As time wore on, I began to see the cracks in a relationship, and I slowly saw the masks that this individual was wearing peeling away. One minute we would be talking about getting married, and the next minute it was like I didn’t exist. There were points in time when I wouldn’t hear from this person for long periods. To add insult to injury, I had bought him a birthday present, a Christmas present, and wanted him to take part in virtual events with me that he never did even though I made a point to do things that were important to him and give him gifts I never got any of that return.
In April of last year, things finally ended. I hadn’t heard from my supposed boyfriend for a little over a month. Like most people in this situation, I ventured off looking for attention elsewhere. Instead, my ex told me that he’d been playing video games with his friend all of that time. I was heartbroken, and I felt rejected, but part of me still felt like I cheated on him.
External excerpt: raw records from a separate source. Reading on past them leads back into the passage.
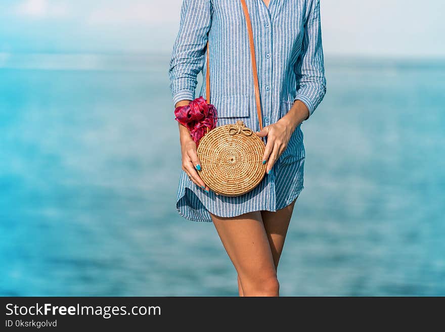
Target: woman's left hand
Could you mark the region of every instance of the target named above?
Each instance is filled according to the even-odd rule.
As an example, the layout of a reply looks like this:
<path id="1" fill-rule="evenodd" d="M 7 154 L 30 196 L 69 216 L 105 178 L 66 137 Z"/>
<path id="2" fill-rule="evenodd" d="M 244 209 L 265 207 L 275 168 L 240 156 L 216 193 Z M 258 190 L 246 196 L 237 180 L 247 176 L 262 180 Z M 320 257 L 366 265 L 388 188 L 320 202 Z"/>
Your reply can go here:
<path id="1" fill-rule="evenodd" d="M 263 163 L 267 162 L 266 173 L 269 174 L 275 162 L 287 148 L 290 137 L 296 126 L 294 121 L 283 117 L 275 123 L 263 127 L 255 133 L 260 137 L 268 136 L 268 143 L 264 149 Z"/>

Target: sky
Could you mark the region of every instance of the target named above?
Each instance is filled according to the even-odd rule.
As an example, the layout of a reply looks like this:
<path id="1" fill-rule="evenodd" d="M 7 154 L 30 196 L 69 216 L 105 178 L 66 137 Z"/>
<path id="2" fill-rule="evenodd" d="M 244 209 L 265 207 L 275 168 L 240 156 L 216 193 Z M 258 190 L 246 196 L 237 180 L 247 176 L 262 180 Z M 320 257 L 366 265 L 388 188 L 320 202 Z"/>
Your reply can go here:
<path id="1" fill-rule="evenodd" d="M 169 52 L 182 3 L 1 0 L 0 53 Z M 321 8 L 327 55 L 445 58 L 445 0 L 321 0 Z"/>

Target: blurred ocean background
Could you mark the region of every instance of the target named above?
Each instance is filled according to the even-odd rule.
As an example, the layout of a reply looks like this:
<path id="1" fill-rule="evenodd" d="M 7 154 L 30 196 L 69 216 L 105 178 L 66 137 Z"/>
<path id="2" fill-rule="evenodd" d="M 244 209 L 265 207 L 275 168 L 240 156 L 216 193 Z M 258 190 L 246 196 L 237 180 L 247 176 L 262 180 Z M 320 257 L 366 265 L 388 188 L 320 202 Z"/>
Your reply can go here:
<path id="1" fill-rule="evenodd" d="M 321 2 L 281 294 L 445 296 L 445 2 Z M 2 0 L 0 296 L 237 296 L 175 209 L 182 3 Z"/>
<path id="2" fill-rule="evenodd" d="M 0 54 L 0 295 L 237 295 L 175 209 L 169 60 Z M 282 295 L 445 295 L 445 61 L 325 61 Z"/>

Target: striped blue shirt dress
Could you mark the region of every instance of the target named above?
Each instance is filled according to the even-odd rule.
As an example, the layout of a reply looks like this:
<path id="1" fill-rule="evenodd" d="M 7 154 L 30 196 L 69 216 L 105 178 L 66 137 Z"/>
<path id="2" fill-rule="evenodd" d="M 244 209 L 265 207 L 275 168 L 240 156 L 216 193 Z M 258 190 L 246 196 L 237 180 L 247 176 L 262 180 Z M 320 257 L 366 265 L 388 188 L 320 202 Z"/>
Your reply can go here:
<path id="1" fill-rule="evenodd" d="M 307 107 L 310 118 L 326 91 L 320 0 L 271 0 L 269 8 L 262 0 L 246 3 L 253 31 L 263 125 L 279 120 L 296 100 Z M 259 130 L 249 50 L 240 0 L 183 0 L 168 70 L 173 103 L 195 98 L 200 72 L 199 96 L 205 98 L 208 52 L 210 103 L 217 110 L 217 125 L 242 120 Z M 176 209 L 188 219 L 209 222 L 209 211 L 221 217 L 276 211 L 291 203 L 302 190 L 304 158 L 300 124 L 271 173 L 241 196 L 207 193 L 181 169 Z"/>

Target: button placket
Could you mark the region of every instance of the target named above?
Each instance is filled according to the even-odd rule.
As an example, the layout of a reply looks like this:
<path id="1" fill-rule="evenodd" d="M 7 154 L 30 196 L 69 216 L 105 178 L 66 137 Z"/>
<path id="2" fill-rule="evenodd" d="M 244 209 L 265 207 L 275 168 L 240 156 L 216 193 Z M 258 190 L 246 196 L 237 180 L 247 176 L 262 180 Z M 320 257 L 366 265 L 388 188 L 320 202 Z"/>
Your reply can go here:
<path id="1" fill-rule="evenodd" d="M 261 0 L 262 1 L 262 0 Z M 263 6 L 264 7 L 264 6 Z M 264 93 L 264 104 L 262 109 L 263 111 L 263 122 L 265 126 L 270 124 L 271 122 L 271 112 L 272 112 L 272 21 L 270 15 L 270 12 L 266 9 L 264 13 L 264 19 L 266 21 L 264 23 L 265 28 L 262 29 L 263 38 L 264 41 L 265 50 L 263 54 L 264 55 L 265 59 L 263 63 L 264 64 L 264 70 L 262 71 L 262 81 L 263 82 Z"/>

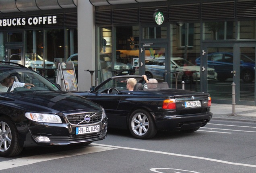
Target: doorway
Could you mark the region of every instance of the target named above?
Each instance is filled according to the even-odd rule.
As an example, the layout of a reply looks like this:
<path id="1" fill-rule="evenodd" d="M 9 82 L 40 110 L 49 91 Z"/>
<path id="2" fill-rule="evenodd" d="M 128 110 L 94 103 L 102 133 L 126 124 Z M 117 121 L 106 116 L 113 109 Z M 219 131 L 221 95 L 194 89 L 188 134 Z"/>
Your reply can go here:
<path id="1" fill-rule="evenodd" d="M 202 92 L 210 94 L 213 103 L 231 103 L 234 86 L 236 104 L 256 105 L 256 46 L 249 43 L 203 45 L 201 88 Z M 207 78 L 205 72 L 209 68 L 217 73 L 216 80 Z"/>

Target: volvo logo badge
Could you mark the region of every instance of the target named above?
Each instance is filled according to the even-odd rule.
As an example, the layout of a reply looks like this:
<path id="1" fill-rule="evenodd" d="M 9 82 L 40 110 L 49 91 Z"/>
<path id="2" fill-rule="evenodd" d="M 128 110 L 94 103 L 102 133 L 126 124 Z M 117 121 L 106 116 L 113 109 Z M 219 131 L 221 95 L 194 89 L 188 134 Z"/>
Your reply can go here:
<path id="1" fill-rule="evenodd" d="M 88 123 L 90 122 L 90 120 L 91 120 L 91 117 L 90 117 L 90 115 L 85 115 L 85 121 L 86 123 Z"/>

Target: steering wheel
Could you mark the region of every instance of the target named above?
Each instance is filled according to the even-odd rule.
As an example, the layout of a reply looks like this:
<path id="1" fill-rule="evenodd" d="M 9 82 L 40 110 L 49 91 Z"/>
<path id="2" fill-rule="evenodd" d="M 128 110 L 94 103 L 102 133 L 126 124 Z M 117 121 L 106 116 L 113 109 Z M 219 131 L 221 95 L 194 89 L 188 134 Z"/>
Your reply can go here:
<path id="1" fill-rule="evenodd" d="M 27 84 L 27 85 L 24 85 L 23 86 L 23 88 L 26 88 L 26 87 L 27 87 L 28 86 L 34 87 L 34 85 L 32 85 L 31 84 Z"/>
<path id="2" fill-rule="evenodd" d="M 109 93 L 112 93 L 112 90 L 116 90 L 116 91 L 118 93 L 119 93 L 119 91 L 118 91 L 115 88 L 110 88 L 110 89 L 109 89 L 107 90 L 107 94 L 109 94 Z M 111 90 L 111 91 L 110 91 L 110 90 Z"/>

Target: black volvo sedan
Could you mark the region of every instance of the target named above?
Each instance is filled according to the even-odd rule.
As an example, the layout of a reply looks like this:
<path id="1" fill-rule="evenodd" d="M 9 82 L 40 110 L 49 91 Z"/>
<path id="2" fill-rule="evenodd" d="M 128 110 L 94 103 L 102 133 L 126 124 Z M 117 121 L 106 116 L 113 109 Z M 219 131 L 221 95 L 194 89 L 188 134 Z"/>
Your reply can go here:
<path id="1" fill-rule="evenodd" d="M 58 86 L 25 66 L 0 62 L 0 156 L 17 155 L 23 147 L 86 145 L 106 137 L 103 108 Z"/>
<path id="2" fill-rule="evenodd" d="M 130 78 L 137 81 L 132 91 L 126 89 Z M 166 82 L 145 83 L 141 76 L 113 76 L 76 94 L 103 107 L 109 127 L 129 129 L 139 139 L 153 137 L 158 130 L 194 132 L 213 116 L 209 94 L 169 89 Z"/>

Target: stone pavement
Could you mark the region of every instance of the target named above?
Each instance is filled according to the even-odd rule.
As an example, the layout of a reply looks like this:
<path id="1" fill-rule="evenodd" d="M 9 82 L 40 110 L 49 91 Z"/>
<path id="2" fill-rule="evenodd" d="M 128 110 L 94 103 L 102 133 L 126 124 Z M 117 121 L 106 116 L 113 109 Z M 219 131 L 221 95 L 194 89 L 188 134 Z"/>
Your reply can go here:
<path id="1" fill-rule="evenodd" d="M 256 123 L 256 107 L 236 105 L 235 113 L 232 105 L 212 103 L 212 119 L 233 120 Z"/>

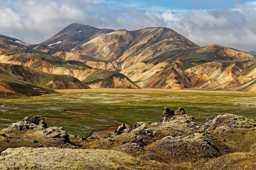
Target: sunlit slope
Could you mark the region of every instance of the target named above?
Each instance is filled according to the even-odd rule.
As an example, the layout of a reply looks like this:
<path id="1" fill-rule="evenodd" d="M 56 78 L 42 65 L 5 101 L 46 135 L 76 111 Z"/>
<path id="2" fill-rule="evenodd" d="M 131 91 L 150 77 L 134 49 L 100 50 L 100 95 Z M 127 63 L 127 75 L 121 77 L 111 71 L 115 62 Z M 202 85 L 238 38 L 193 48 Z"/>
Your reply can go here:
<path id="1" fill-rule="evenodd" d="M 120 73 L 107 70 L 95 71 L 83 81 L 91 88 L 140 88 Z"/>

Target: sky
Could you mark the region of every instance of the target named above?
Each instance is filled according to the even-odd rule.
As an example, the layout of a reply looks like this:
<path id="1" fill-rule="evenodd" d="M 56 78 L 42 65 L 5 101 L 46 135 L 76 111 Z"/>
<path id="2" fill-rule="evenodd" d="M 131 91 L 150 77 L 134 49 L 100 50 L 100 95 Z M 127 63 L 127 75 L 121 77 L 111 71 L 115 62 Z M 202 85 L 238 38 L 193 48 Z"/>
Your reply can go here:
<path id="1" fill-rule="evenodd" d="M 171 28 L 200 46 L 256 51 L 256 0 L 0 0 L 0 34 L 28 44 L 70 24 Z"/>

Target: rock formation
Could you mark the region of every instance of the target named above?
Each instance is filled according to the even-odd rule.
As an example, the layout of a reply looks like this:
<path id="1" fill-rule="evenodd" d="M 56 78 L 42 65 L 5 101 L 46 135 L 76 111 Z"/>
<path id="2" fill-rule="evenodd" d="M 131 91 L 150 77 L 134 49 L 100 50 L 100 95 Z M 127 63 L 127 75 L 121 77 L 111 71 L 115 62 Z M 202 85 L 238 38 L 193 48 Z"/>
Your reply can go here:
<path id="1" fill-rule="evenodd" d="M 3 151 L 0 166 L 7 169 L 255 167 L 255 121 L 228 114 L 208 119 L 200 126 L 182 108 L 174 111 L 165 107 L 162 117 L 160 122 L 136 122 L 127 128 L 122 125 L 111 135 L 85 140 L 68 135 L 62 127 L 47 128 L 43 118 L 29 116 L 0 131 Z M 76 148 L 86 149 L 71 149 Z M 35 163 L 35 159 L 39 161 Z"/>

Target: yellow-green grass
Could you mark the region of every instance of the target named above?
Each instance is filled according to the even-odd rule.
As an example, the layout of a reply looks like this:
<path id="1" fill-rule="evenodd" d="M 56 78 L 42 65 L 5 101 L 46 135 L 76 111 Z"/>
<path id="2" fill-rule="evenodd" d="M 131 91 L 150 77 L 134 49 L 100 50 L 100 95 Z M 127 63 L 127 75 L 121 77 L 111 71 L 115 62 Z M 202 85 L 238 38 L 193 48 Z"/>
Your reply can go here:
<path id="1" fill-rule="evenodd" d="M 117 120 L 160 120 L 163 108 L 185 108 L 201 125 L 208 118 L 232 113 L 256 119 L 256 93 L 166 89 L 83 89 L 61 94 L 0 98 L 0 129 L 29 115 L 46 118 L 48 126 L 63 127 L 70 134 L 90 135 L 94 130 L 118 126 Z"/>

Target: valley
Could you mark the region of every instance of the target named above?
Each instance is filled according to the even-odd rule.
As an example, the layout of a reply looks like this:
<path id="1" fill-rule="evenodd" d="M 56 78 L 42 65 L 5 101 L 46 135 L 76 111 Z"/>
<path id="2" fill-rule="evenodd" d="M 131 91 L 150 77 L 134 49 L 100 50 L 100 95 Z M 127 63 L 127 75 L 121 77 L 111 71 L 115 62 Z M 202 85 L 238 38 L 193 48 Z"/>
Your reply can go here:
<path id="1" fill-rule="evenodd" d="M 114 129 L 120 125 L 116 121 L 129 125 L 158 121 L 165 106 L 185 108 L 199 125 L 228 113 L 256 119 L 253 93 L 152 88 L 56 90 L 60 93 L 0 98 L 0 129 L 28 115 L 38 115 L 45 117 L 49 126 L 63 127 L 69 134 L 88 137 L 94 131 Z"/>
Fast forward to this year, and I began taking part in a support group for sexual assault survivors. I took part in a book about sexual assault, and I was so proud of myself, and I wanted to share this moment with the guy that I thought loved me. But, unfortunately, he didn’t take part in anything, and he didn’t seem to care about this event that I considered a significant accomplishment.
Mother’s Day weekend, I finally received my master’s degree in communication. The ceremony was virtual. Many people tuned in to support me: friends, family, coworkers, support group friends. And, to my surprise, my ex. It was too little too late; by the end, all I could think of was all the times that this man broke promises to me and broke my heart.
As of writing this piece, I have a crush on someone, and I’m eager to see where this goes. Over the last year, I made many strides in my life, and I am keen to see what comes next. I don’t want to be frozen in time.